|When||12 Apr 2010 - 30 Jun 2010|
|Where||Cheryl McGinnis Gallery
215 W 88th Street
New York, NY 10024
|Enquiry||212 579 8485|
Hilda Shen, Geode, 2004. Ink, wax, paper sculpture. Courtesy of the artist and Cheryl McGinnis Gallery New York
April 12 – June 30 2010
Re-Constructing Paper at Cheryl McGinnis Gallery continues this season’s exploration of contemporary visions created on or from paper. While paper functions as a passive surface in drawing and painting, Laura McCallum and Hilda Shen treat paper as an active element, using its versatile strength and flexibility to physically build images.
Unlike traditional painting, which represents the sky as a static image, Hilda Shen constructs the essence of sky, transporting the viewer’s spatial orientation from looking forward to soaring upward. In often classically-based compositions, her liquid use of paint on paper that is torn, thickly layered and sometimes coated with wax, reveals the sky’s mercurial movement, its changing colors and light, and the human eye’s fragmented way of taking in moments. As a city dweller, the sky “provides respite from urban life. One of the few places to rest my eye on something vast and infinite.” Shen’s use of enlarged fingerprints and the act of collaging reflect the city’s continuous cycle of architectural deconstruction and reconstruction over time. Also used by Shen for her sculpted rocks, the fingerprints echo striations of formation and erosion, as well as the disruption of natural objects that have been removed from their surroundings and then placed in a new setting by human hands.
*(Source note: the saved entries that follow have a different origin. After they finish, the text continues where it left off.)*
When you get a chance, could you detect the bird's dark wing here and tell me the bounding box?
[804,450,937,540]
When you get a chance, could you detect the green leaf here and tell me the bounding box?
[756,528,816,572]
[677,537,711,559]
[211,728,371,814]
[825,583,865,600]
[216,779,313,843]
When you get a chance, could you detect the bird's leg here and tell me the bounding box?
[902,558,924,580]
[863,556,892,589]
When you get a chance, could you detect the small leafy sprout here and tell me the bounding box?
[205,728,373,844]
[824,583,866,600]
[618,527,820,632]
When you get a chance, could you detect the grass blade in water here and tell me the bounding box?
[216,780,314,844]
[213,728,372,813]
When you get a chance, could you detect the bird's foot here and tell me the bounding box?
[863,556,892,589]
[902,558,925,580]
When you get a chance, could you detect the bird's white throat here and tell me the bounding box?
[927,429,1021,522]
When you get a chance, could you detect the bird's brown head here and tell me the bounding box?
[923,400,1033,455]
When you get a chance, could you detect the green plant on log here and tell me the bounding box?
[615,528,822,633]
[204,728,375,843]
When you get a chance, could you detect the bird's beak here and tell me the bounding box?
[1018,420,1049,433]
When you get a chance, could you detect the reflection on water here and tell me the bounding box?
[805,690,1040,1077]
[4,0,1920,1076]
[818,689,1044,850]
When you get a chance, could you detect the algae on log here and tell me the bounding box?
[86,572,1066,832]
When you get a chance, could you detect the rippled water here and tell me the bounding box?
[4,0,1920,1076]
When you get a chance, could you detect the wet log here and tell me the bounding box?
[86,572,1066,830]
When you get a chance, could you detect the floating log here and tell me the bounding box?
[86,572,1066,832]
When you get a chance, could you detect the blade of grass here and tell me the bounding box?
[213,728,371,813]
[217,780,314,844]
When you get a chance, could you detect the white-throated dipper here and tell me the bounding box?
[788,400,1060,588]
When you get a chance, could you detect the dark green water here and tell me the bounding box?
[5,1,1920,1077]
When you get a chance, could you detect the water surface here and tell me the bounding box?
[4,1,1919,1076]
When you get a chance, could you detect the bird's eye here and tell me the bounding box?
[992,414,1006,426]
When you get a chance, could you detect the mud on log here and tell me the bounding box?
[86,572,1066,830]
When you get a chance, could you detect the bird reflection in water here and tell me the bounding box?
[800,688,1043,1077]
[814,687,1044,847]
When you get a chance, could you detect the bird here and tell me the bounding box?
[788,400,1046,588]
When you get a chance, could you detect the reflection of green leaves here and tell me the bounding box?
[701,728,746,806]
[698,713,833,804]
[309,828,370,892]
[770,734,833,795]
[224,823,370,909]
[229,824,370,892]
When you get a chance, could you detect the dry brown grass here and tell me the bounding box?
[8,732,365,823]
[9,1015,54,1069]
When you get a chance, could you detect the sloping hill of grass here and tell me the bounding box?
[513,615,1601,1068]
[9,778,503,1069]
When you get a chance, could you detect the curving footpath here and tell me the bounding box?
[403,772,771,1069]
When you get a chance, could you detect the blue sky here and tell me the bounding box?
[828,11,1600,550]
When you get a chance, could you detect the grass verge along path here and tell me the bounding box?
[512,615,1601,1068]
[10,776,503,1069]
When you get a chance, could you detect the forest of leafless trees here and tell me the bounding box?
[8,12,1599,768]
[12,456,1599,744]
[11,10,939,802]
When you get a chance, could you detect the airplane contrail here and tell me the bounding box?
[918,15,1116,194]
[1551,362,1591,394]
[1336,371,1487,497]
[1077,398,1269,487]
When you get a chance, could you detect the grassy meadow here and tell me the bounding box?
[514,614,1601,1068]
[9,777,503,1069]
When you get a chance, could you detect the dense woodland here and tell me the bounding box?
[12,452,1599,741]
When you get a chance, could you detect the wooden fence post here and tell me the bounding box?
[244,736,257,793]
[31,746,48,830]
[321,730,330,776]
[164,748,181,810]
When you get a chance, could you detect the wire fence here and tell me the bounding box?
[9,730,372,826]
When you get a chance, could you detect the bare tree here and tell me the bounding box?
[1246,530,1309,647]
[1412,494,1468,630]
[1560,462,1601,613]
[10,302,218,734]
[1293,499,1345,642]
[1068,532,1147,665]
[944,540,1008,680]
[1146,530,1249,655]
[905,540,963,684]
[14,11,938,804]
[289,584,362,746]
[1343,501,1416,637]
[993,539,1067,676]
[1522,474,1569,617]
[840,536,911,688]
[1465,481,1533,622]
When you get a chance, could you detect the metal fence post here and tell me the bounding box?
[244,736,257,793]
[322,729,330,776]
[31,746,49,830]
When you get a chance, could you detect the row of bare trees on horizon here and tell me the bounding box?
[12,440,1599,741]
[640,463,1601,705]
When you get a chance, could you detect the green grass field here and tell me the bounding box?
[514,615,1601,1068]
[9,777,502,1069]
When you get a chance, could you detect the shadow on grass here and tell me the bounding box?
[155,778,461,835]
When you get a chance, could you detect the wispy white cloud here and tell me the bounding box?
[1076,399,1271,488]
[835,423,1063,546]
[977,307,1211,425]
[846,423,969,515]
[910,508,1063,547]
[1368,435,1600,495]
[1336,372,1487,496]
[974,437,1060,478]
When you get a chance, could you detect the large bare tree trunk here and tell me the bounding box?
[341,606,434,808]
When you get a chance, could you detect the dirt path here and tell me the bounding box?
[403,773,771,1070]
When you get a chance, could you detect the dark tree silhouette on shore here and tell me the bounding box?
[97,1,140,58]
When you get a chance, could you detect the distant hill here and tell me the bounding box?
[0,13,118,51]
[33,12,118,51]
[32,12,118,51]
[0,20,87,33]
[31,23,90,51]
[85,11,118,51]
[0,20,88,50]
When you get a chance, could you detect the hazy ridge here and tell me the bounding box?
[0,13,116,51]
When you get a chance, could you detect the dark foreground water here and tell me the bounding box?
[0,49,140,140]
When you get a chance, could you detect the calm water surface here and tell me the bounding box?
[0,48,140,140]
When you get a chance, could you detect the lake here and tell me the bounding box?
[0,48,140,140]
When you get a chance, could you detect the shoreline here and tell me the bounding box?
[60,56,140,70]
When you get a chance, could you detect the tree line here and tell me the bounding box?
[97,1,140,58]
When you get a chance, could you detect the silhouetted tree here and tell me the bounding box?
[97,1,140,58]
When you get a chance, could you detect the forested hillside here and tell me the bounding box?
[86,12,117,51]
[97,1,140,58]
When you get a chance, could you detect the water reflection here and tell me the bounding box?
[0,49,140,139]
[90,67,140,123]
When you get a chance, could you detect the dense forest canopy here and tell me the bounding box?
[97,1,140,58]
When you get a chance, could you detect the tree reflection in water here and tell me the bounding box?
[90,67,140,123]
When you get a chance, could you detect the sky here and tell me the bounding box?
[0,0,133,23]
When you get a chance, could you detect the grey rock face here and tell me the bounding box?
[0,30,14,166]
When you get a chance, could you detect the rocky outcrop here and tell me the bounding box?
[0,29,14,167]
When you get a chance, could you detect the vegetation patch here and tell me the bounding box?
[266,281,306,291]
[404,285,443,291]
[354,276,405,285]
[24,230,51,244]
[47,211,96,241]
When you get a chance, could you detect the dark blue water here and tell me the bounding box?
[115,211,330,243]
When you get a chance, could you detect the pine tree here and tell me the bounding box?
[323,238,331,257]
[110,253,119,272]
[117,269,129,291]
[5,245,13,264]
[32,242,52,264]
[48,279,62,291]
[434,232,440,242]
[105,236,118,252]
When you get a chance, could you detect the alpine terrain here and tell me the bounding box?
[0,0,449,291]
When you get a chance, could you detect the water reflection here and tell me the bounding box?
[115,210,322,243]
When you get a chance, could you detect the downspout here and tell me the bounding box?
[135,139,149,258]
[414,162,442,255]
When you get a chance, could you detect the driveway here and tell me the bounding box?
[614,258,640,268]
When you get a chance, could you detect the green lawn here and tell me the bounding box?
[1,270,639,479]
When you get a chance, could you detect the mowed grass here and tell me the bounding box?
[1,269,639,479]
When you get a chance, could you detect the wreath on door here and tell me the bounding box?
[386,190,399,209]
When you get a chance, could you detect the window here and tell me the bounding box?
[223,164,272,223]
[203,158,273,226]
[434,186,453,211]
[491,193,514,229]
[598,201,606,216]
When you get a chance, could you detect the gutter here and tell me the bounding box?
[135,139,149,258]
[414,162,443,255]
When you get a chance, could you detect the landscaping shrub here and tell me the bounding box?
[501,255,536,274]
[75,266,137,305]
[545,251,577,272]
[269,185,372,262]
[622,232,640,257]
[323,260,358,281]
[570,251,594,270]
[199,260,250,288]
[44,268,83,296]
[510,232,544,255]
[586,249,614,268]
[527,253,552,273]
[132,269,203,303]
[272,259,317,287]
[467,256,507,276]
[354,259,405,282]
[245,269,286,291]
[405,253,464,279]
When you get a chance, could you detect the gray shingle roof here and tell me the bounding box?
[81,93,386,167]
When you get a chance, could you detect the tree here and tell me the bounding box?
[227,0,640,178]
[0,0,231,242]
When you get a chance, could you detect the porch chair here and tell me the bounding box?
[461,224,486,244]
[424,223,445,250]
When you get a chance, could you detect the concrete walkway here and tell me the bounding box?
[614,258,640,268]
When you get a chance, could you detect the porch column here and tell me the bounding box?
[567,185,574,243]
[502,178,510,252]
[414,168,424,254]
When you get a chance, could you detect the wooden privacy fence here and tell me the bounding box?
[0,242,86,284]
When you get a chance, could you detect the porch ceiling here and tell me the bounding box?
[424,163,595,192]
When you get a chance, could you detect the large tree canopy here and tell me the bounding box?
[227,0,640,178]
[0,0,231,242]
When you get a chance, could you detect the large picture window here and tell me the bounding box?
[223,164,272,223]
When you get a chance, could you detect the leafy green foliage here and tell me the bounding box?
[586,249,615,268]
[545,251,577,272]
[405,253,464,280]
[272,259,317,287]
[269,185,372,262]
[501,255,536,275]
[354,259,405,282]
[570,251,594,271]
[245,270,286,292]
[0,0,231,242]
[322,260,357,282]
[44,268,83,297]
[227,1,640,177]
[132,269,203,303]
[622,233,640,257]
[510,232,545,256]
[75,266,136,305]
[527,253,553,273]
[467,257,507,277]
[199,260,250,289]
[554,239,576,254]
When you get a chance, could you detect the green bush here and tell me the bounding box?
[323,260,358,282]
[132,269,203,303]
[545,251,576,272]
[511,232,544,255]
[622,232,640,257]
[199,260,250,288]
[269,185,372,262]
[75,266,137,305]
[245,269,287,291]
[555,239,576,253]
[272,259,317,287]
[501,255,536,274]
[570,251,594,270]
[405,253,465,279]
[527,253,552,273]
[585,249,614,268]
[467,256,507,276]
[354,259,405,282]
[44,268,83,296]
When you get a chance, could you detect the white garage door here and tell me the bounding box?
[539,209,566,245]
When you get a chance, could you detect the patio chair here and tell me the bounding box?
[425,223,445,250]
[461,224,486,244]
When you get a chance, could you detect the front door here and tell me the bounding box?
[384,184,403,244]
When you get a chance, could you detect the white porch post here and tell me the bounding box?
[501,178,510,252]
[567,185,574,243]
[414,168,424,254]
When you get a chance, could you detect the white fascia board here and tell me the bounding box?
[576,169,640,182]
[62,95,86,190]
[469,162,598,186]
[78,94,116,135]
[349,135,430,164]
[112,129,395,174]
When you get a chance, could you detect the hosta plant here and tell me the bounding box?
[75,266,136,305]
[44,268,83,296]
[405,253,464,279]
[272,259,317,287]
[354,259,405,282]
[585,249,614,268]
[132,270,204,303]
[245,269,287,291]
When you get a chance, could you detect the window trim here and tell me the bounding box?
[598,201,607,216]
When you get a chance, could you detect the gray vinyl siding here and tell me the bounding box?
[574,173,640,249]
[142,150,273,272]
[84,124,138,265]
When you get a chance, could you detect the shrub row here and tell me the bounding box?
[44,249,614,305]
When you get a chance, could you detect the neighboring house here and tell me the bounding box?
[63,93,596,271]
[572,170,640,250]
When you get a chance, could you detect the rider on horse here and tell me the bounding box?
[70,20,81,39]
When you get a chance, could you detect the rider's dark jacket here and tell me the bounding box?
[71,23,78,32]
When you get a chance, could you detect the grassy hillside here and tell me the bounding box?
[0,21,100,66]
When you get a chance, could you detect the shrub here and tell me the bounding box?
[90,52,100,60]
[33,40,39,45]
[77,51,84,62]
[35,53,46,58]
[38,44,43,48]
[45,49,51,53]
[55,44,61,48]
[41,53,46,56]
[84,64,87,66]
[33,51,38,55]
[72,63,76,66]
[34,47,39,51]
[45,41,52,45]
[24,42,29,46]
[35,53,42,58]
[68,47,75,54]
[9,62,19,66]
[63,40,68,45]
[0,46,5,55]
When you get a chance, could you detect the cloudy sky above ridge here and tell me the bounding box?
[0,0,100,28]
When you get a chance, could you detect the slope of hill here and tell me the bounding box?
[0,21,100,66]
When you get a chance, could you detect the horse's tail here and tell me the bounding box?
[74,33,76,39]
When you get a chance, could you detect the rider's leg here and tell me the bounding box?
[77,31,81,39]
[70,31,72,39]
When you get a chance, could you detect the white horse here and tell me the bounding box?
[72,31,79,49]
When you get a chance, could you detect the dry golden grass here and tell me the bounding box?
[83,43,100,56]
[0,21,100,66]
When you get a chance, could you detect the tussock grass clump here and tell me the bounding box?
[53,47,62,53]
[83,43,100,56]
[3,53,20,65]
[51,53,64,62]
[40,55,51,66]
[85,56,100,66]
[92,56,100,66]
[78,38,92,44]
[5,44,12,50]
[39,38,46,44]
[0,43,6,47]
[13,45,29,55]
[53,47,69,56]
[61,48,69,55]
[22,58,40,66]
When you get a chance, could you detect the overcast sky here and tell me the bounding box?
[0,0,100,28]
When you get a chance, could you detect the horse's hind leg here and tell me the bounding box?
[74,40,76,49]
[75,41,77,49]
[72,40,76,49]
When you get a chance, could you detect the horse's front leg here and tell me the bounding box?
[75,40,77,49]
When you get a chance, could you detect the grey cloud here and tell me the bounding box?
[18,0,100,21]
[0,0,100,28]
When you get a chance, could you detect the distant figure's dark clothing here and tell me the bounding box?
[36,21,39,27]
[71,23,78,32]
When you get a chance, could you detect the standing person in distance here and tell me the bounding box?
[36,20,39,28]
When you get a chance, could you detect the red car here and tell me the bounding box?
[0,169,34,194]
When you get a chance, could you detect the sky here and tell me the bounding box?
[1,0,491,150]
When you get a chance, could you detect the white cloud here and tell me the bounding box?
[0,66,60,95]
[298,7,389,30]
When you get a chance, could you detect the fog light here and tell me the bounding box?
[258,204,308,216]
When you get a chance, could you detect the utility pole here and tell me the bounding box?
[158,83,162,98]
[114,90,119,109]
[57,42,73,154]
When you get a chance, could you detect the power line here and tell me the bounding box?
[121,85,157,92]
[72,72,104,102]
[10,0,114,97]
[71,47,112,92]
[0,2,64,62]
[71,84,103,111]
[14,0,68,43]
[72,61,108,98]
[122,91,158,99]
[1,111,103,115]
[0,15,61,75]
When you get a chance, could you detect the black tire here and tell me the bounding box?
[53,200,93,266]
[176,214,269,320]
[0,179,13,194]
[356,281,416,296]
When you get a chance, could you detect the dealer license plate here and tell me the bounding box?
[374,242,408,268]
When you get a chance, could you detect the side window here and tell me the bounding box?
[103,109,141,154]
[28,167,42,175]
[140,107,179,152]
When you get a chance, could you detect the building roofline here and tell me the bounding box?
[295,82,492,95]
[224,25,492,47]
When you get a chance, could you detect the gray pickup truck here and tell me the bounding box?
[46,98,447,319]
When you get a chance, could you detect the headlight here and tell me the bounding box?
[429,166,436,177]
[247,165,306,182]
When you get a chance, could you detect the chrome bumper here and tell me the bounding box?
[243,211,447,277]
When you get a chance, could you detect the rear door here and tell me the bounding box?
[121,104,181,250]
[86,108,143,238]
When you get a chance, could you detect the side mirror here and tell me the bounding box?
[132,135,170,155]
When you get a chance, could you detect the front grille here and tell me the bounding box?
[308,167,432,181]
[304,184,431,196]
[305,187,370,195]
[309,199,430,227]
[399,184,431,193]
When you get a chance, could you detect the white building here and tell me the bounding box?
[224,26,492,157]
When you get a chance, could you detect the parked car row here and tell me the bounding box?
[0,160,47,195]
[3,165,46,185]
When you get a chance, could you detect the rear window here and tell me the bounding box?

With a study of both “physical reflection and self-reflection,” Laura McCallum invites the viewer into a state of contemplation. Influenced by images mirrored on water, the stillness of dawn and the silence of her studio, McCallum’s tactile process, which ranges from furling and cutting to layering paper, is an expression of “conscious and unconscious movements” resulting in enigmatic organic configurations. Reminiscent of intricate Carolingian metalwork, illuminated manuscripts, and Renaissance quilling, McCallum’s serpentine and undulating formations of paper combine with contemporary minimalist geometric structures and shapes. In addition to using the paper raw, she frequently rubs graphite, pigment and/or paint onto the surface, and at times adds a skin of translucence with layered applications of acid-free glue. Compressed within hermetic frameworks, these filigrees are otherworldly and pregnant with expansion in pieces that are simultaneously intimate and monumental.